As citizens of states, these detectives will never be entirely independent. And as a creation of states, the safeguards system will never be independent, with those states attempting to protect their sovereignty first and foremost. Therefore, the overarching challenge is how “to balance the traditional demands of sovereignty and the legitimate demands of the international community to be assured that all states are protecting nuclear material adequately,” as Lawrence Scheinman at the Monterey Institute of International Studies underscored in a 2001 IAEA Bulletin article. He called for a “conceptual shift” that transcends sovereignty, which proved prescient in light of the unveiling of the A. Q. Khan nuclear black market that crisscrossed many state boundaries.

When faced with such transgressions, the IAEA can and should do more to exercise its authority. For instance, the IAEA Board of Governors has rarely used its authority to request a special inspection, which would seek additional information about suspicious nuclear activities that routine inspections were not able to resolve–irrespective of whether a country has agreed to the Additional Protocol or not. The board should also make use of the authority in the Additional Protocol to conduct wide-scale environmental surveillance to uncover clandestine enrichment or reprocessing activities. Since applying this authority would require more funding, staff, and laboratory capabilities to analyze the environmental nuclear samples, the board should act promptly to raise additional resources, which could be assessed and collected through a nuclear energy user fee.

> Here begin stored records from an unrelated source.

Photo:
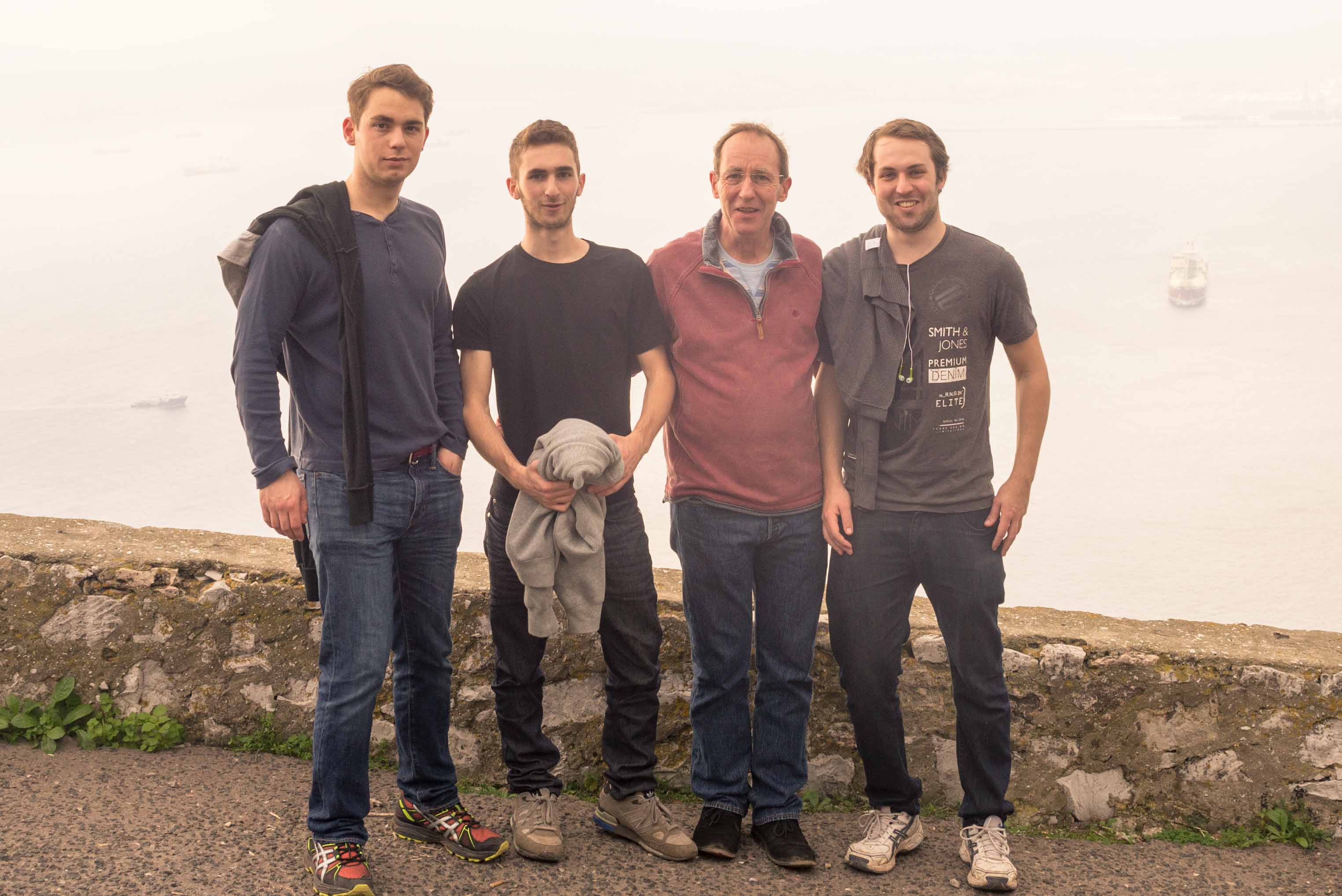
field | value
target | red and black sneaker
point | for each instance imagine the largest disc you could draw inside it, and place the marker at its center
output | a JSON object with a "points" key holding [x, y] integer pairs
{"points": [[453, 827], [340, 870]]}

In the spirit of transcending sovereignty, the IAEA Board of Governors, U.N. Security Council, and Nuclear Suppliers Group (NSG), which includes 45 countries that work together to regulate nuclear technology exports, should redouble their efforts to make the Additional Protocol universal. So far, less than half the world’s countries have adhered to it–although a majority of the countries with significant nuclear activities have joined. And without an incentive to join, many states will opt out. To provide leverage, in 2004, President George W. Bush recommended that the NSG make the Additional Protocol a mandatory condition for sale of nuclear technology. (Unfortunately, many NSG members have opposed this proposal because it could impede their ability to conduct nuclear commerce.) Further still, Pierre Goldschmidt, the IAEA’s former deputy director general and a visiting scholar at the Carnegie Endowment for International Peace, has recommended that states found in noncompliance with their safeguards agreements be required to implement stronger monitoring measures and safeguards inspections than required by the Additional Protocol. In September, the IAEA published a plan proposing how to convince all states to conclude Safeguards Agreements and join the Additional Protocol. To achieve this goal, the plan discusses how to apply peer pressure. For example, Japan, the first country with a major nuclear program to bring the Additional Protocol into force, has worked closely with the IAEA in hosting regional workshops to educate countries about strengthened safeguards. Moreover, the plan calls for the IAEA’s technical cooperation program to teach countries about the Additional Protocol while providing technical assistance.

Sadly, though, it must be noted that no technical safeguards system is foolproof. States could always decide to use their peaceful nuclear programs for military purposes. That said, if multinational corporations or multiple states owned and controlled all of the world’s enrichment and reprocessing plants, it would raise the barrier to proliferation and create a new norm that would discourage a single state from developing its own indigenous program. Such a multinational approach would come full circle to the start of the military nuclear age when the 1946 Acheson-Lilienthal Report and Baruch Plan called for multilateral control of the atom. It may take a nuclear-armed Iran or a further breach of the current safeguards system to lead the world down this path.